In the sign industry, lamination—either hot or cold—is generally used to create a decal of one form or another. This process involves applying an adhesive to the back of the printed media and, at the same time, an overlaminate on to the front. This process can be used for mouse pads, applying premask to cut vinyl, trade show displays, window and floor graphics, write-and-erase boards and indoor and outdoor signage.
Lamination makes printed materials better in three ways: protection, preservation and enhancement.
There are many ways in which lamination can protect printed materials. The most common is encapsulation, which involves the double-sided lamination of a print with at least 6.4 mm (0.25 in.) of ‘lip’ all around the edges. Once encapsulated, even a simple paper document can be immersed underwater without damaging the print on it.

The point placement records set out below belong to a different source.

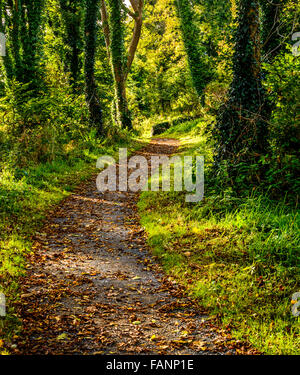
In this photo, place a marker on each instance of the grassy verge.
(26, 196)
(238, 256)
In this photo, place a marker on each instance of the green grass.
(26, 196)
(239, 256)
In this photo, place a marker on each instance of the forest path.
(93, 287)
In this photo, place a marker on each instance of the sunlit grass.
(239, 256)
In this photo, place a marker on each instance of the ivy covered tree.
(90, 34)
(72, 14)
(114, 13)
(241, 130)
(198, 65)
(22, 23)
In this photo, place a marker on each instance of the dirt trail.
(93, 287)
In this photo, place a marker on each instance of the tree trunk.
(200, 72)
(92, 98)
(241, 129)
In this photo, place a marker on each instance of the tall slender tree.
(92, 98)
(241, 130)
(200, 72)
(22, 23)
(113, 14)
(72, 12)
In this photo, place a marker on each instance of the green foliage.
(200, 70)
(92, 98)
(241, 132)
(22, 27)
(238, 256)
(118, 62)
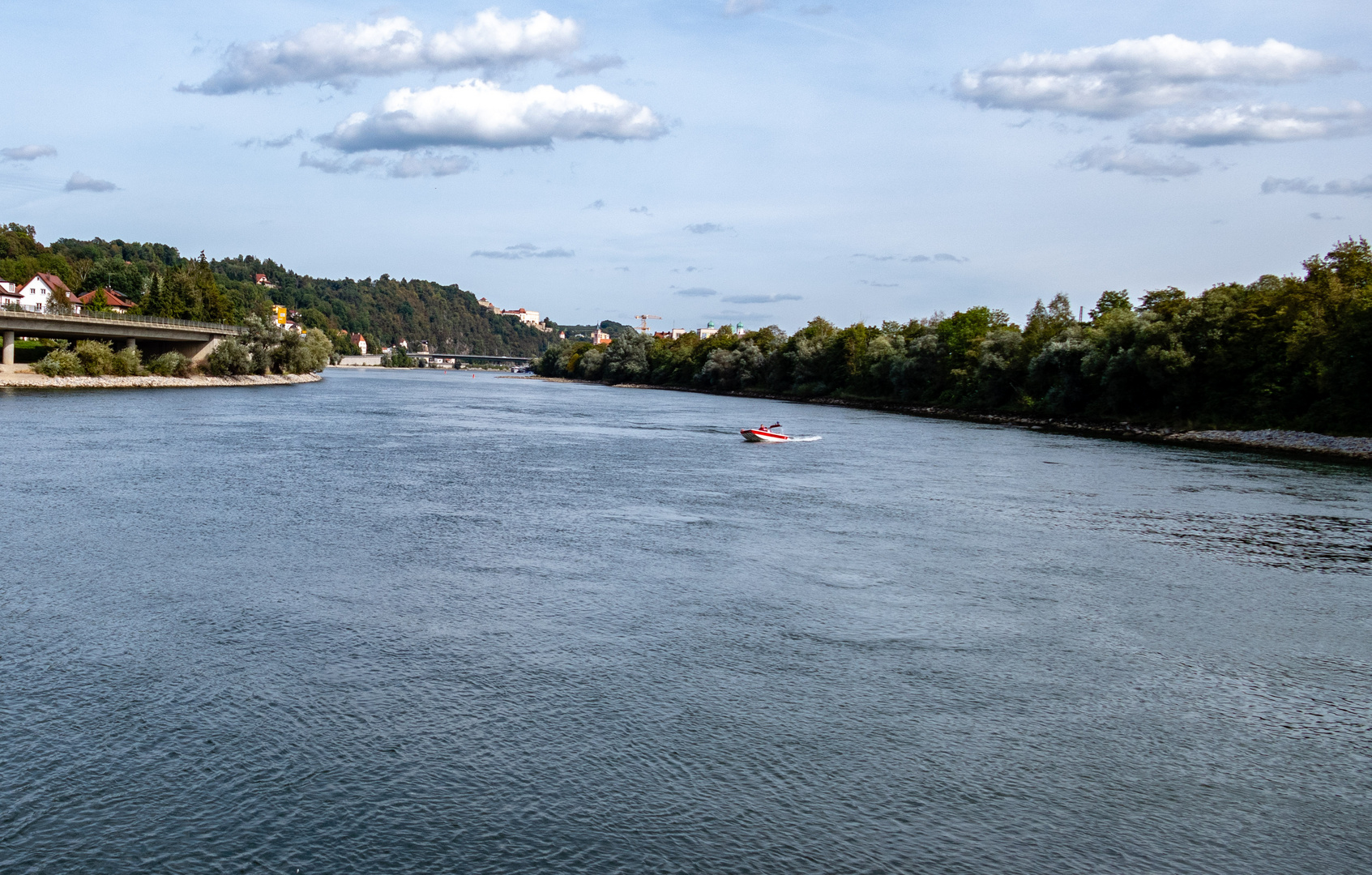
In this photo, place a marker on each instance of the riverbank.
(1278, 442)
(39, 382)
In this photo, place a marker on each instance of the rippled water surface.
(427, 623)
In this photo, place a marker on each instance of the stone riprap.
(33, 380)
(1276, 439)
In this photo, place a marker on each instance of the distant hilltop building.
(528, 317)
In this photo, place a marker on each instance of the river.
(417, 621)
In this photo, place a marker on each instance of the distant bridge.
(195, 340)
(435, 360)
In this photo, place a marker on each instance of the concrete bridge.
(154, 335)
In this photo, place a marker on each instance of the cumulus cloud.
(590, 66)
(759, 299)
(280, 143)
(412, 164)
(478, 113)
(707, 228)
(1134, 162)
(734, 9)
(1257, 124)
(28, 152)
(1350, 188)
(340, 53)
(1135, 75)
(81, 182)
(523, 250)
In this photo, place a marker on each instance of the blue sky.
(704, 160)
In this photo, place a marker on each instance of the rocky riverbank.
(33, 380)
(1263, 441)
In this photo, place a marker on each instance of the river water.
(416, 621)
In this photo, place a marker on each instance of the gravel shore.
(1287, 442)
(1263, 441)
(37, 382)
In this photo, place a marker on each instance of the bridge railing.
(120, 317)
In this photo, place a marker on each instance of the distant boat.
(763, 433)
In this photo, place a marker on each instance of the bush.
(128, 362)
(170, 365)
(59, 362)
(229, 358)
(96, 356)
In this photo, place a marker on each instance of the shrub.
(170, 365)
(128, 362)
(229, 358)
(96, 356)
(59, 362)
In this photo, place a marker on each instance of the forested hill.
(386, 310)
(165, 283)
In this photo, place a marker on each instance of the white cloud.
(280, 143)
(28, 152)
(81, 182)
(1134, 75)
(734, 9)
(523, 250)
(411, 164)
(420, 164)
(1352, 188)
(1134, 162)
(1257, 124)
(478, 113)
(759, 299)
(338, 53)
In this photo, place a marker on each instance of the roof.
(111, 298)
(51, 280)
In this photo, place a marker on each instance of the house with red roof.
(111, 298)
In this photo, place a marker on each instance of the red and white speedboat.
(763, 433)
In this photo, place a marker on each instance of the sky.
(742, 160)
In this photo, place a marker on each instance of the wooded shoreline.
(1273, 442)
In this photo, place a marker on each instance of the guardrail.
(121, 317)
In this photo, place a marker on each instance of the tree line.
(1279, 352)
(160, 281)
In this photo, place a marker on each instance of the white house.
(528, 317)
(36, 292)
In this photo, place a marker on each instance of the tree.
(1109, 302)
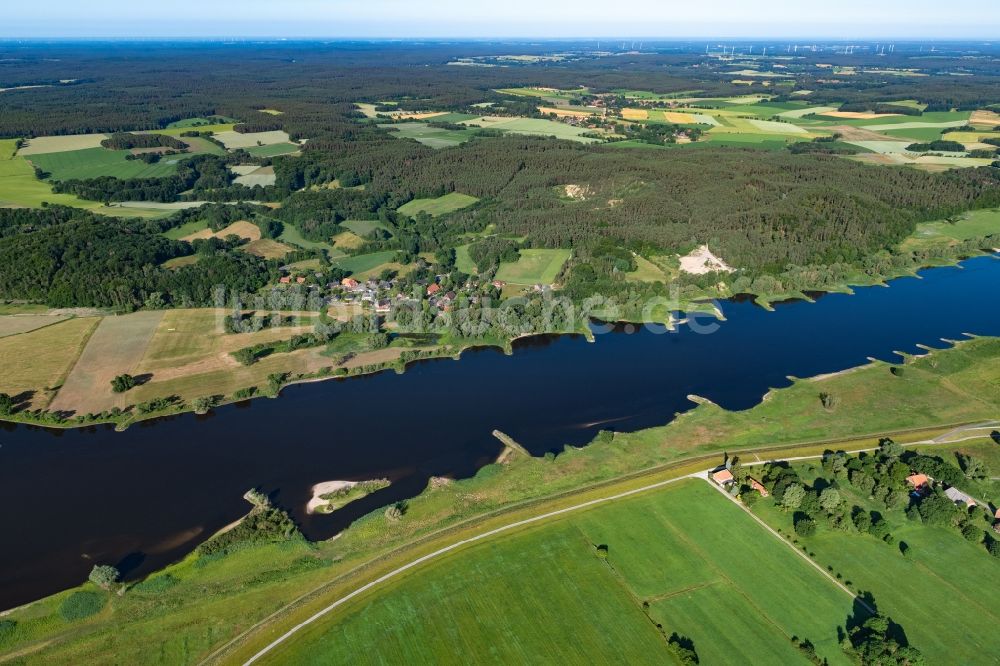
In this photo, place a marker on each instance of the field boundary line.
(527, 503)
(458, 544)
(782, 539)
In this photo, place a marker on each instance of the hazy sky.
(847, 19)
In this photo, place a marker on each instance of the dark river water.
(145, 497)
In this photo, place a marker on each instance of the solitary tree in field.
(829, 499)
(122, 383)
(104, 576)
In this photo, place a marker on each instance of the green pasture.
(273, 150)
(448, 203)
(533, 126)
(534, 267)
(291, 234)
(19, 187)
(943, 595)
(363, 263)
(434, 137)
(97, 162)
(463, 261)
(364, 227)
(545, 594)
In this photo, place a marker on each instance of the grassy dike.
(225, 608)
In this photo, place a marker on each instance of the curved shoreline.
(122, 423)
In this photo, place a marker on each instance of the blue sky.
(848, 19)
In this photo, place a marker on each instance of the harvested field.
(243, 229)
(16, 324)
(41, 359)
(233, 140)
(565, 113)
(116, 347)
(857, 115)
(59, 144)
(347, 240)
(267, 248)
(274, 149)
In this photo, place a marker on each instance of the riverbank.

Report covers, book covers and menus that are handled a lot indoors might only be finished with single-sided lamination, whereas encapsulation is commonly used to protect maps and other documents that need to be used outdoors in inclement weather conditions.
As for sunnier weather, a lot of laminates offer protection against the sun’s harmful ultraviolet (UV) rays. While any outdoor graphic can fade over time, a laminate with UV inhibitors will prolong the life of the graphic. At the very least, the graphic will be protected for the duration of a given promotion or event.
It is common for large-scale urban construction sites to be surrounded by decorated hoardings. These temporary walls often feature printed graphics promoting the office building, condominium or other structure being built. In high-traffic areas, however, signs and graphics are susceptible to graffiti, so the real estate developers may be keen on protecting their hoardings with an anti-graffiti overlaminate. Once this has been applied, any sprayed paint, lipstick or even permanent marker ink can simply be wiped off the surface without damaging the graphics.
Preserving a print involves adding longevity, i.e. prolonging the life of the document or graphic, whether for a month or for 30 years. There are many ways to accomplish this effect using lamination.
Priceless artifacts and old newspapers, for example, are often laminated to prevent them from yellowing due to oxidation and to protect them against humidity and moisture.
There are also many mounting methods for preservation purposes.
Glossy overlamination, for example, makes inkjet-printed colours appear more vibrant. Matte lamination, on the other hand, can make graphics easier to read, particularly in areas with glare, and provides a subtle tactile effect that adds to passersby’s perception of quality.
A thicker laminate can even add dimension to an image. Some of these offer a textured finish, such as sand, canvas or linen. Textured satin is a popular choice for trade show graphics, not only for its pebble finish, but also because it is scuff-resistant, adding to the protection of a graphic that must be handled frequently.